A ANP – Agência Nacional do Petróleo, Gás e Combustíveis deveria ter fiscalização constante; sindicatos de revenda deveriam coibir a prática, mas muitas vezes são eles quem endossam a ilegalidade Brasil a fora e, por vezes, perseguem e coagem os donos de postos que não querem se encaixar no esquema. O Ministério Público até ensaiou investigação algumas vezes e chegou a denunciar 9 pessoas por formação de cartel no ano passado em São Luis. E o resultado? Alguém que souber, avise.

É assim mesmo, as autoridades que deveriam impedir essa prática que acontece em São Luís parecem nem ligar para o problema. Aliás, deputados até tocaram no assunto, na sessão desta quarta-feira (19), na Assembleia Legistaliva, dizem que estudam a possibilidade de instalação de uma Comissão Parlamentar de Inquérito (CPI) para apurar o caso. Ainda vão estudar?

Os indícios são claros. A maioria dos postos praticando o mesmo preço e muitos deles ainda comercializando combustível de péssima qualidade, quiçá até adulterado. Onde está a Promotoria do Consumidor? Ninguém percebeu ainda que os preços estão iguaizinhos até nos centavos?

Sindicato dos Revendedores de Combustível

Não custa lembrar que o Ministério Público já investigou esse tipo de crime ocorrido no primeiro semestre de 2011. Em fevereiro daquele ano, houve um aumento geral e repentino nos preços dos combustíveis vendidos em São Luís. Na época, o presidente do Sindicato dos Revendedores de Combustível do Estado do Maranhão (Sindcomb), Dileno Tavares, afirmou que o aumento era causado pela retirada de descontos oferecidos pelas distribuidoras. Em depoimentos ao Ministério Público, representantes das distribuidoras negaram a retirada de qualquer desconto.
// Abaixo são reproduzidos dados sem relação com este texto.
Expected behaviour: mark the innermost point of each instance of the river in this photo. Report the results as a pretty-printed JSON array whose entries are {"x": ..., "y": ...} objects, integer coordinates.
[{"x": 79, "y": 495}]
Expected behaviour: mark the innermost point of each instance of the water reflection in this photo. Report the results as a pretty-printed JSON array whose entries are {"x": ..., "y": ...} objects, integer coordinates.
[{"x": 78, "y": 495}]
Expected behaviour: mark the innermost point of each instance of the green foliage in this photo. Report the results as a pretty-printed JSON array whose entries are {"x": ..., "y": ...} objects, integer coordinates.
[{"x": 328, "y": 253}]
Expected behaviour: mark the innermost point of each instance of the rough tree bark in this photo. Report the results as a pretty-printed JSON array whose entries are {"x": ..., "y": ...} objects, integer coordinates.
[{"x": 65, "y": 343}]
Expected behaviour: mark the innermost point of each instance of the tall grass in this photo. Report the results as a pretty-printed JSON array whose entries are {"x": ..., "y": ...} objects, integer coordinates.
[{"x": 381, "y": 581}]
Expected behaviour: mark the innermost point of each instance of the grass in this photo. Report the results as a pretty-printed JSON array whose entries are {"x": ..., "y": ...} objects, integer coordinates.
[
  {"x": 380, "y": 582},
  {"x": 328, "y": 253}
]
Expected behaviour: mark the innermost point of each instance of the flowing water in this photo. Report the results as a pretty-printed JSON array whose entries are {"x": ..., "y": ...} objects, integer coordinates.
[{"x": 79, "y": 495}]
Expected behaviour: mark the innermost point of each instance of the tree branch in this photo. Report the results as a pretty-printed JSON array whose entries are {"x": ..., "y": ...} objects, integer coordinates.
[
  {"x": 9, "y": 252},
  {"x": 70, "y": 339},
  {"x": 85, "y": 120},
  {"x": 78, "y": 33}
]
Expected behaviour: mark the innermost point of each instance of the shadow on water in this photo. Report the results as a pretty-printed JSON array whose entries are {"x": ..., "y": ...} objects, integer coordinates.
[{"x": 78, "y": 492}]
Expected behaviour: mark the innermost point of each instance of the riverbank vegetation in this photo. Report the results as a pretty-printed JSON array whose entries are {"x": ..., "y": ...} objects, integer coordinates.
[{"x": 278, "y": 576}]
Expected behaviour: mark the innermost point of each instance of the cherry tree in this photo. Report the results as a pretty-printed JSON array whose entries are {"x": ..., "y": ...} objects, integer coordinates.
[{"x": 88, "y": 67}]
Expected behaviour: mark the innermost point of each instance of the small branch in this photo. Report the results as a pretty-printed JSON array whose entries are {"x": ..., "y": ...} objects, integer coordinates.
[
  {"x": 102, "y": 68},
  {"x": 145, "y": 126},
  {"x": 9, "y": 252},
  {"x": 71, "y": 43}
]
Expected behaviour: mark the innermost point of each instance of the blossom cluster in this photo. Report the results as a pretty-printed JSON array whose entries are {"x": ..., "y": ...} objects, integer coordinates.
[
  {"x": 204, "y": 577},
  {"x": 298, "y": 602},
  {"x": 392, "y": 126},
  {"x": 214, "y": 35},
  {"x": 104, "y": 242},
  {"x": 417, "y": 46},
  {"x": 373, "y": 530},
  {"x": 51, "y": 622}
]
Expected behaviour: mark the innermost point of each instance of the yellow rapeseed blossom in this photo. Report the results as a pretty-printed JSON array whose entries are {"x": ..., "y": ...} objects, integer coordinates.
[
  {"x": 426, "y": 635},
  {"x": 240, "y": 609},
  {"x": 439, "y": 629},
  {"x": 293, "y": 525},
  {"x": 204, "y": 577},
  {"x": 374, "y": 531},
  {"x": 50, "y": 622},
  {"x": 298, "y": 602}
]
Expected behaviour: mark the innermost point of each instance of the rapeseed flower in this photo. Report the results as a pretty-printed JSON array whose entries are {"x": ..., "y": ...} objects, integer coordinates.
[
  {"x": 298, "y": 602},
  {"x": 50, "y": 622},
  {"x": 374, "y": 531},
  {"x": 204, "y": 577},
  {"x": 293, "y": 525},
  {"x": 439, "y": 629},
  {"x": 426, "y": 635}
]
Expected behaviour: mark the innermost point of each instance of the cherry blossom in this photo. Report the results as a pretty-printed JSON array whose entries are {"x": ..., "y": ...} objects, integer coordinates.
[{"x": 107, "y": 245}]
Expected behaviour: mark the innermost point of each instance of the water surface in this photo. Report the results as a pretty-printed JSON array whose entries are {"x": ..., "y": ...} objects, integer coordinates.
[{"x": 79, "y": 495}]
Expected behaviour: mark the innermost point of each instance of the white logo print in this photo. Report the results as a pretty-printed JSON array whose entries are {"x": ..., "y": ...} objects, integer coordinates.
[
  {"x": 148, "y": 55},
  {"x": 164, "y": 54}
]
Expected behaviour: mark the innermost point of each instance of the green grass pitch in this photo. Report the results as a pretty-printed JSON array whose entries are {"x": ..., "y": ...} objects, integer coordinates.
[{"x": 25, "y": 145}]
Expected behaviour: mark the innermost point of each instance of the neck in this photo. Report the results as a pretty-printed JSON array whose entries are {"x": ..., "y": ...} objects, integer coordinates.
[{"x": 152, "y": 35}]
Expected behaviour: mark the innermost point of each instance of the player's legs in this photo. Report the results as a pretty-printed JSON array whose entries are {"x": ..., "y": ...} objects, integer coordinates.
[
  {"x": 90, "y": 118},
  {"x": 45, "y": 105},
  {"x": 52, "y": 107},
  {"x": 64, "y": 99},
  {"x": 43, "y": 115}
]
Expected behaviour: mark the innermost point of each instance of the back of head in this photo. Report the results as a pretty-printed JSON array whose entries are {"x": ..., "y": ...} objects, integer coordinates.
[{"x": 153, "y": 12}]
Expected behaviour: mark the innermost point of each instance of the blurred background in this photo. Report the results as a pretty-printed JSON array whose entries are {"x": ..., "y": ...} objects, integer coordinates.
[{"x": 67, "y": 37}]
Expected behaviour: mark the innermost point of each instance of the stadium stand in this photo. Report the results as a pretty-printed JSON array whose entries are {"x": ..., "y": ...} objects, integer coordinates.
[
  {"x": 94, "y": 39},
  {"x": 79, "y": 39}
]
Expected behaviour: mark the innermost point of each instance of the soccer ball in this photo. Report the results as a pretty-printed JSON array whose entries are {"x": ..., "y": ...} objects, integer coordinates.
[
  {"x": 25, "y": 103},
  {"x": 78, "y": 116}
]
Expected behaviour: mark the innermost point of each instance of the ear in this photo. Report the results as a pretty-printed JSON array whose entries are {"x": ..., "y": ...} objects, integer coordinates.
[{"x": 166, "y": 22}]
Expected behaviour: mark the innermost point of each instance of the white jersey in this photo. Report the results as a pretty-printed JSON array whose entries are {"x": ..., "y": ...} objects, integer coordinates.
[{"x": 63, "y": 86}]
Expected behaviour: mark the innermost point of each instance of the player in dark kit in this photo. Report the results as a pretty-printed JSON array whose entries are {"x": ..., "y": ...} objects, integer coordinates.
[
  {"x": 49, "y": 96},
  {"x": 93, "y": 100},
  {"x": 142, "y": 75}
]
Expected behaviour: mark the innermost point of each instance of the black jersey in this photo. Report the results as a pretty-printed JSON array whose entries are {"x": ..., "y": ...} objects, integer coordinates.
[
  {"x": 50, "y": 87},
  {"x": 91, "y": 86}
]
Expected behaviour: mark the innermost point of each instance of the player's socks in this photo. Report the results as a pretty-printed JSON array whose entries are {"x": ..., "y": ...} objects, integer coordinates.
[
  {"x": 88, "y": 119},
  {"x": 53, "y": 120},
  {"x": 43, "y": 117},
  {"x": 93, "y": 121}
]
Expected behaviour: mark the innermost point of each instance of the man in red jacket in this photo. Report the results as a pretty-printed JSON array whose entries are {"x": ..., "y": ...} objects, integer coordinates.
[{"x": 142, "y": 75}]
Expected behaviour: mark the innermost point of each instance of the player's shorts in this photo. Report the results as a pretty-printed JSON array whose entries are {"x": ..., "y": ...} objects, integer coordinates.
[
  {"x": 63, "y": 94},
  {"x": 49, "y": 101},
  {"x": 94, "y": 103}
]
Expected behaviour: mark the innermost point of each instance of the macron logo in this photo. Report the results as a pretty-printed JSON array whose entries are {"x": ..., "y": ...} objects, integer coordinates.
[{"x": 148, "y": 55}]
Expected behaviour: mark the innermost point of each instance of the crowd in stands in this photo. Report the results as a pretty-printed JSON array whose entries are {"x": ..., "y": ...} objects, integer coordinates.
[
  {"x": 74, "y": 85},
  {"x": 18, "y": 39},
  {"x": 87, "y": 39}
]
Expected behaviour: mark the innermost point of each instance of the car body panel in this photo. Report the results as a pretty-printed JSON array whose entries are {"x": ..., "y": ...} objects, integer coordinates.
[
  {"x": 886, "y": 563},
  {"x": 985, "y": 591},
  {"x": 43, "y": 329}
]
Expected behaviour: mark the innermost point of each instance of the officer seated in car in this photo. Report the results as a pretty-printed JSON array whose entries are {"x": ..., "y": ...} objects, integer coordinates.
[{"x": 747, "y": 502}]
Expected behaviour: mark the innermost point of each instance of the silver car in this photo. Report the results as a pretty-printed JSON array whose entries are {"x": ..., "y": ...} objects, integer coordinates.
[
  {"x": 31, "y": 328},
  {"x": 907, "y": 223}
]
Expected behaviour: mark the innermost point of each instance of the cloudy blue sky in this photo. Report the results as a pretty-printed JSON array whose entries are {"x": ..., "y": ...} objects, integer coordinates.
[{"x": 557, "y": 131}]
Durante as investigações, a Promotoria de Justiça apurou que havia uma divisão da cidade em quatro “corredores”, nos quais os donos de postos eram orientados pelo sindicato a praticarem preços determinados na venda dos combustíveis. Essa orientação era feita por meio de planilhas, distribuídas aos associados pelo Sindcomb. E agora, alguém aposta no dedo do Sindicato no possível Cartel? Perguntar não ofende. Ou ofende?